Demographics Responses

This section should help us get a handle on who is interested and what parts they are interested in.

from config import survey, default_color
import matplotlib.pyplot as plt
import pandas as pd
import altair as alt

Basic Demographic Questions

First lets look at raw data for all the demographic questions.

Employer

(alt.Chart(data=survey, title="Employer?")
    .mark_bar()
    .encode(
        y=alt.Y(shorthand="employed_by:N", sort='-x', title=""),
        x=alt.X(shorthand="count()",title="Number of people"),
        tooltip=alt.Tooltip("count():N"),
    )
)

Rank

(alt.Chart(data=survey, title="Rank")
    .mark_bar()
    .encode(
        y=alt.Y(shorthand="job_rank:N", sort='-x', title=""),
        x=alt.X(shorthand="count()",title="Number of people"),
        tooltip=alt.Tooltip("count():N"),
    )
)

Travel

(alt.Chart(data=survey, title="Travel Type")
    .mark_bar()
    .encode(
        y=alt.Y(shorthand="travel:N", sort='-x', title=""),
        x=alt.X(shorthand="count()",title="Number of people"),
        tooltip=alt.Tooltip("count():N"),
    )
)

Management

(alt.Chart(data=survey, title="Snowmass Management")
    .mark_bar()
    .encode(
        y=alt.Y(shorthand="management:N", sort='-x', title=""),
        x=alt.X(shorthand="count()",title="Number of people"),
        tooltip=alt.Tooltip("count():N"),
    )
)

Primary Frontier Interest

While the survey question says Primary, people were able to respond with multiple frontiers. And they did!
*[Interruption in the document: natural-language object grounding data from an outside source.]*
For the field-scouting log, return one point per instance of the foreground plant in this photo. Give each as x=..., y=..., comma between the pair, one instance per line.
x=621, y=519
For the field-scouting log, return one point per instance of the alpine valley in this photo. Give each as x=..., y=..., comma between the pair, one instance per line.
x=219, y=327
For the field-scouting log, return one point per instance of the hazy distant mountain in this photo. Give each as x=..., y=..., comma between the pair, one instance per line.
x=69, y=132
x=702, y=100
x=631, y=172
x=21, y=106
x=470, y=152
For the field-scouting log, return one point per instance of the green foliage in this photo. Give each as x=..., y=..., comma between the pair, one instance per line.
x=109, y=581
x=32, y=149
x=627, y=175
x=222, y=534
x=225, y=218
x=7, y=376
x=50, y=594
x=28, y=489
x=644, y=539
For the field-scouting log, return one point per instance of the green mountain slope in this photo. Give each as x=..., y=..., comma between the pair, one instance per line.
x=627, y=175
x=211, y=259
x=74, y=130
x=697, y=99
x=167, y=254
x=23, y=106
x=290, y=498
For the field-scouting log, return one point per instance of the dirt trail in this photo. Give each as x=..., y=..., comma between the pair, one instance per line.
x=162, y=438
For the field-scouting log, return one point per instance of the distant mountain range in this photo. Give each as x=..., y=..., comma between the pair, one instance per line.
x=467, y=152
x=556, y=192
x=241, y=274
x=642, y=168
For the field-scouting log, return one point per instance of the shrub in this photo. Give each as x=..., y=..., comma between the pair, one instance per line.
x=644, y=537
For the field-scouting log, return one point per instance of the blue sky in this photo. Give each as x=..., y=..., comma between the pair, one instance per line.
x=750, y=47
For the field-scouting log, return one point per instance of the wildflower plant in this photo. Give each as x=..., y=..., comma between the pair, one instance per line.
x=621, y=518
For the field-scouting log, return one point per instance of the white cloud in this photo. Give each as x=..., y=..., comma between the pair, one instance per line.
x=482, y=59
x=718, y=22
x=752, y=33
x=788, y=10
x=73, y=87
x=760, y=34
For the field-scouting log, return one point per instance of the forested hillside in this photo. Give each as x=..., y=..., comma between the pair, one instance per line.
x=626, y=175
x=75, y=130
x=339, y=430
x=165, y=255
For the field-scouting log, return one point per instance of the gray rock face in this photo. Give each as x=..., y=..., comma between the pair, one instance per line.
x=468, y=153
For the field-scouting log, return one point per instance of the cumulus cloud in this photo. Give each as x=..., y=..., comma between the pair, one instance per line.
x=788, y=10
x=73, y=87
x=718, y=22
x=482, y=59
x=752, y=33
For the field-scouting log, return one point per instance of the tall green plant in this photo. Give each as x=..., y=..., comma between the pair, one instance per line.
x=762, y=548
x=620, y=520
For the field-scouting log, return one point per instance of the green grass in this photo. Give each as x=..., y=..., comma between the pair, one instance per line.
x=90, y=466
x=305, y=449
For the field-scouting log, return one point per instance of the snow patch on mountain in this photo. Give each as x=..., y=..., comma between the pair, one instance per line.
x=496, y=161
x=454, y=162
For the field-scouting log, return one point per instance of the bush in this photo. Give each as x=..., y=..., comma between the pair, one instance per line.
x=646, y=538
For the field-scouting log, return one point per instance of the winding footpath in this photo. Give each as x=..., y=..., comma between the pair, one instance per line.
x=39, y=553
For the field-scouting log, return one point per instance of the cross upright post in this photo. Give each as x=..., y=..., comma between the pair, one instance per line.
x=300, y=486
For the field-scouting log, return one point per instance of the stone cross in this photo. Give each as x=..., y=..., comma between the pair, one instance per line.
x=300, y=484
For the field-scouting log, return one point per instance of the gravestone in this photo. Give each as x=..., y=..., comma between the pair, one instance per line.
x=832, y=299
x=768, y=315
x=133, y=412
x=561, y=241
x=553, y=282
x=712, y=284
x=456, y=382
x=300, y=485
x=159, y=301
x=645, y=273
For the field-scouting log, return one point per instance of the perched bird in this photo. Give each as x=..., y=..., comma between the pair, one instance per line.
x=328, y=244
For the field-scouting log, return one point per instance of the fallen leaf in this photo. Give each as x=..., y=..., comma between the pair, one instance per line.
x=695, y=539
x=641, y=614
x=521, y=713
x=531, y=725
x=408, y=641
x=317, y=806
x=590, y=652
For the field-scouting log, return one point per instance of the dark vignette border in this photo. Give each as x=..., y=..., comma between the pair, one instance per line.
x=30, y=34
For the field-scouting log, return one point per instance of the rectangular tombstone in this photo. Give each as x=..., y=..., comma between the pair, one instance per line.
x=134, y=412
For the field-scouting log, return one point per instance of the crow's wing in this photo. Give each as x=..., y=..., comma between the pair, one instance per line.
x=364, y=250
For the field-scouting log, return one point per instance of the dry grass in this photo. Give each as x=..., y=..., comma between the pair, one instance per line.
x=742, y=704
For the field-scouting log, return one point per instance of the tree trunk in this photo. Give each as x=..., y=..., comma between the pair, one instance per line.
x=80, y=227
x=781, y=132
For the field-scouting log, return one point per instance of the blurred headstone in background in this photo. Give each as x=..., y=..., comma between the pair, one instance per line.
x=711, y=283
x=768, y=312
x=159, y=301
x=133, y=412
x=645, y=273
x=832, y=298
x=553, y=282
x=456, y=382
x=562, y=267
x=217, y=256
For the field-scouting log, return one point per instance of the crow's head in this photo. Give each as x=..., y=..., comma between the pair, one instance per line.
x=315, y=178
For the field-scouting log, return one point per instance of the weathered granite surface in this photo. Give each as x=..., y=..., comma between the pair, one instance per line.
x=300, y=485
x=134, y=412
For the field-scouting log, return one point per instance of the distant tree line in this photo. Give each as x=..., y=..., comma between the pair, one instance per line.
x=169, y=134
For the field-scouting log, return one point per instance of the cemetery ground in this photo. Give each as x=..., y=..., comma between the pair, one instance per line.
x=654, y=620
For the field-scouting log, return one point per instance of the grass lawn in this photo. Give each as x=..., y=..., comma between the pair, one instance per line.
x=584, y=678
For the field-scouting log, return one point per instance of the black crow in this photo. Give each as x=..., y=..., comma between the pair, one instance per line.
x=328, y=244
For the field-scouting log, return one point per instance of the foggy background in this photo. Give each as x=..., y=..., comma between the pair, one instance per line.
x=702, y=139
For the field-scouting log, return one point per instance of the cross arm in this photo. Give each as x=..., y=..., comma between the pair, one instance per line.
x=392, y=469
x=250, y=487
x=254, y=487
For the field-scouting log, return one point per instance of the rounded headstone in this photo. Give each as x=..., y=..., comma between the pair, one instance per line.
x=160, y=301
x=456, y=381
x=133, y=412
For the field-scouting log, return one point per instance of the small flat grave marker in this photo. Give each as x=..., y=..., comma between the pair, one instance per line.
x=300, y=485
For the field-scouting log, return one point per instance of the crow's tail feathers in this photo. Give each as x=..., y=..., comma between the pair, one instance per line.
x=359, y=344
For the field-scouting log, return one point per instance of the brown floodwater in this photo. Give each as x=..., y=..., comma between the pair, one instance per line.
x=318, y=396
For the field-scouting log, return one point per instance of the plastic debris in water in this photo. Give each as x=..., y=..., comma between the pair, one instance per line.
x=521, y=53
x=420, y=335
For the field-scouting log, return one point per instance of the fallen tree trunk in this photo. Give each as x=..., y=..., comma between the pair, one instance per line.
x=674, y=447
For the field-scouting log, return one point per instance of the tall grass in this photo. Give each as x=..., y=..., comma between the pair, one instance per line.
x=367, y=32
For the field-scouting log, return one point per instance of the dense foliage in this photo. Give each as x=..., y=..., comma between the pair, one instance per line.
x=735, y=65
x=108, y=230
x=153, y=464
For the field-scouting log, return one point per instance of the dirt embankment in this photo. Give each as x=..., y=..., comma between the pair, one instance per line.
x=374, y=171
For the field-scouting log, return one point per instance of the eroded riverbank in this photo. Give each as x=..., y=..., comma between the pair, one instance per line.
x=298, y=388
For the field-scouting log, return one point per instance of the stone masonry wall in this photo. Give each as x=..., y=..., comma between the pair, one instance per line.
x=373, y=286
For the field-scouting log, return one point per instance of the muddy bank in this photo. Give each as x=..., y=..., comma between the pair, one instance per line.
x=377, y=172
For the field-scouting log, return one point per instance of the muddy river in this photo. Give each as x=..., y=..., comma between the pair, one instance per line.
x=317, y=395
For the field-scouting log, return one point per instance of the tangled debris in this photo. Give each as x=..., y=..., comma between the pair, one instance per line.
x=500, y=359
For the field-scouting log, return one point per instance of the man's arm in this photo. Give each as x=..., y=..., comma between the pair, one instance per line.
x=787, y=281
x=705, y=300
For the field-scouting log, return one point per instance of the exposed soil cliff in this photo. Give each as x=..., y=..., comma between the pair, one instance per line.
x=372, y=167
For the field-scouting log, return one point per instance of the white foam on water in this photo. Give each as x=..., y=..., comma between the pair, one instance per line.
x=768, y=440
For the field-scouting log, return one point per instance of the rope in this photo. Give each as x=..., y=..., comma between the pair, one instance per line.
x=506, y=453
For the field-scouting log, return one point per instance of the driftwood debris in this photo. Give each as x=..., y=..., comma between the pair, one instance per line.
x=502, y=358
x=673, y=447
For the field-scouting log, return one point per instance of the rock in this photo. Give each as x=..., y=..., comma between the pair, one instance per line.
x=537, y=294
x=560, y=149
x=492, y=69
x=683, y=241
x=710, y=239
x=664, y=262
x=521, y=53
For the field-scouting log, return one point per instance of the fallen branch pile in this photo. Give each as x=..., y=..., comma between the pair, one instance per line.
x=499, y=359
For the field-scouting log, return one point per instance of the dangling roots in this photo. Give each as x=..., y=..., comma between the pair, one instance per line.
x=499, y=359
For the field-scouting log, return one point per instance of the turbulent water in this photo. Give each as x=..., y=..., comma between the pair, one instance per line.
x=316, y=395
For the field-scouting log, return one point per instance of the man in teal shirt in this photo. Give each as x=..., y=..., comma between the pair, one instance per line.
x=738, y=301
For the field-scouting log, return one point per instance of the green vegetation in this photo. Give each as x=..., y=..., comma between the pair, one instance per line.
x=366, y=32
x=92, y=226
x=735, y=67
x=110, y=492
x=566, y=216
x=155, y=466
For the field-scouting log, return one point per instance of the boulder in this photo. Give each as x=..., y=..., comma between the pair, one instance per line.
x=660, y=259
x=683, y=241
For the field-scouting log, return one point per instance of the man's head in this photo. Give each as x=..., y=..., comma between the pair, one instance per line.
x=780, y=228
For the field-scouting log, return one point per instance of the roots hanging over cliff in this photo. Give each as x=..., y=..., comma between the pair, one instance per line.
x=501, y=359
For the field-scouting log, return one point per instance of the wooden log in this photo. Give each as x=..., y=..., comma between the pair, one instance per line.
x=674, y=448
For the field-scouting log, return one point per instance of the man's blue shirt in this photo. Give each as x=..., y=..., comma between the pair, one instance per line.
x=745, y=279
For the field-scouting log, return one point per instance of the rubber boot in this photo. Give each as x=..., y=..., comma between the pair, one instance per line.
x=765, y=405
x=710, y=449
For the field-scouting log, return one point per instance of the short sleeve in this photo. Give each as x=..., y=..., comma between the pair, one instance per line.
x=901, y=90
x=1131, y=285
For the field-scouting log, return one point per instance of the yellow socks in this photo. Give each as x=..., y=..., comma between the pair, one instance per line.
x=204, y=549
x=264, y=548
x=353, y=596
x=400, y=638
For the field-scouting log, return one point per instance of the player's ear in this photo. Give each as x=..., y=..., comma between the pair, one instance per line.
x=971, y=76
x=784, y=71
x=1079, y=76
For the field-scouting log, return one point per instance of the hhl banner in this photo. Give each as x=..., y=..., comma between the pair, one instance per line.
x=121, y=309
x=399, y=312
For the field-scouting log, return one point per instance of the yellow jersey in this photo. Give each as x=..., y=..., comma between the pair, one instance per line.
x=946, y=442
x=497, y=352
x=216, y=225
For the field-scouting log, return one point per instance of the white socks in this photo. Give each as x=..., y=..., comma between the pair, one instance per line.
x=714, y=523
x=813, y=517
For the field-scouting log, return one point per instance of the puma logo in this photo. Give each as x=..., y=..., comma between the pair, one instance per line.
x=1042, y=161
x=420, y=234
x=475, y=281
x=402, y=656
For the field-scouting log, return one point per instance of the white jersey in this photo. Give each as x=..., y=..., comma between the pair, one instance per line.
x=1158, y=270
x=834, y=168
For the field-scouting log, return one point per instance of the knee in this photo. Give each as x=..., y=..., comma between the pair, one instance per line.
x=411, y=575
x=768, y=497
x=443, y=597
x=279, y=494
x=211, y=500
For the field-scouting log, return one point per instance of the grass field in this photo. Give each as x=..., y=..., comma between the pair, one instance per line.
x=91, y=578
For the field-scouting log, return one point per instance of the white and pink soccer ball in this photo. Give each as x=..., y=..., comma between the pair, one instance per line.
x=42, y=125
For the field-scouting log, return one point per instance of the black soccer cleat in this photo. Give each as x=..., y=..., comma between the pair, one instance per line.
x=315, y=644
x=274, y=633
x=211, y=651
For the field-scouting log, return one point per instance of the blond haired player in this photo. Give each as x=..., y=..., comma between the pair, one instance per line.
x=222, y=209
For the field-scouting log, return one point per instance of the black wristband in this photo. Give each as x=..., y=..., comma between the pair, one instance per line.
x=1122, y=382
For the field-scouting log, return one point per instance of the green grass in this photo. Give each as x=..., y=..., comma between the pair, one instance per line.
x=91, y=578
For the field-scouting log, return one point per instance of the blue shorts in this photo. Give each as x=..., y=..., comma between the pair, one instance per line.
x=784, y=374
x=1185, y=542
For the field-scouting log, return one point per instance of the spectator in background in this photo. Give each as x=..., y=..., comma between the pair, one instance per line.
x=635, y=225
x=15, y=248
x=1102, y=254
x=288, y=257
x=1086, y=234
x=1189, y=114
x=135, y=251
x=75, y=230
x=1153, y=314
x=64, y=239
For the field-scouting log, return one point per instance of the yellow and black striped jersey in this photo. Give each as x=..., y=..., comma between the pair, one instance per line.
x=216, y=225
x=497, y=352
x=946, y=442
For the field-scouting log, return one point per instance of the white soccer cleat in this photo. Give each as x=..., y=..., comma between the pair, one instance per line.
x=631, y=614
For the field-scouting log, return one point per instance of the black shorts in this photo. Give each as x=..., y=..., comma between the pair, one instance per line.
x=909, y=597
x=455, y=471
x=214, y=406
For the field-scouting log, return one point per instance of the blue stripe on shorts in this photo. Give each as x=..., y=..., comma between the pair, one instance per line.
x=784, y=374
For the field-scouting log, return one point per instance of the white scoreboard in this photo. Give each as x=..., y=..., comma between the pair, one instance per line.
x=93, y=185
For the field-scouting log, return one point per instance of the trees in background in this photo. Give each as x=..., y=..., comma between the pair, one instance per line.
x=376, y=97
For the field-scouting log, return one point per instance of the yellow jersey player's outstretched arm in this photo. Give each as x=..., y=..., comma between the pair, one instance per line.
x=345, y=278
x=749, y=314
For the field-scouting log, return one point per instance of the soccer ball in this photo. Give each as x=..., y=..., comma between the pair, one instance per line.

(alt.Chart(data=survey, title="Number of Primary Frontiers")
    .mark_bar()
    .transform_calculate(
        f_len='length(datum.frontier_all)'
    )
    .encode(
        y=alt.Y(shorthand="f_len:N"),
        x=alt.X(shorthand="count()",title="Number of people"),
        tooltip=alt.Tooltip("count():N"),
    )
)
(alt.Chart(data=survey, title="Frontiers Selected")
    .mark_bar()
    .transform_flatten(
        flatten=['frontier_all'],
    )
    .encode(
        y=alt.Y(shorthand="frontier_all:N", sort="-x"),
        x=alt.X(shorthand="count()",title="Number of people"),
        tooltip=alt.Tooltip("count():N"),
    )
)

Cross Frontier Interest

For the purposes of cross-frontier discussions, it would be good to understand the correlations between the primary selected frontiers.

cor_data = (
    survey[['frontier_EF', 'frontier_CF', 'frontier_NF', 'frontier_TF', 'frontier_CompF', 'frontier_RF', 'frontier_IF', 'frontier_AF', 'frontier_CommF', 'frontier_UF']]
    .rename(columns={
        'frontier_EF': 'EF',
        'frontier_CF': 'CF',
        'frontier_NF': 'NF',
        'frontier_TF': 'TF',
        'frontier_CompF': "CompF",
        'frontier_RF': "RF",
        'frontier_IF': "IF",
        'frontier_AF': "AF",
        'frontier_CommF': "CommF",
        'frontier_UF': "UF"
    })
    .corr()
    .stack()
    .reset_index()
    .rename(columns={'level_0': 'frontier1', 'level_1': 'frontier2', 0: 'correlation'})
)
cor_data['correlation_label'] = cor_data['correlation'].map('{:.2f}'.format)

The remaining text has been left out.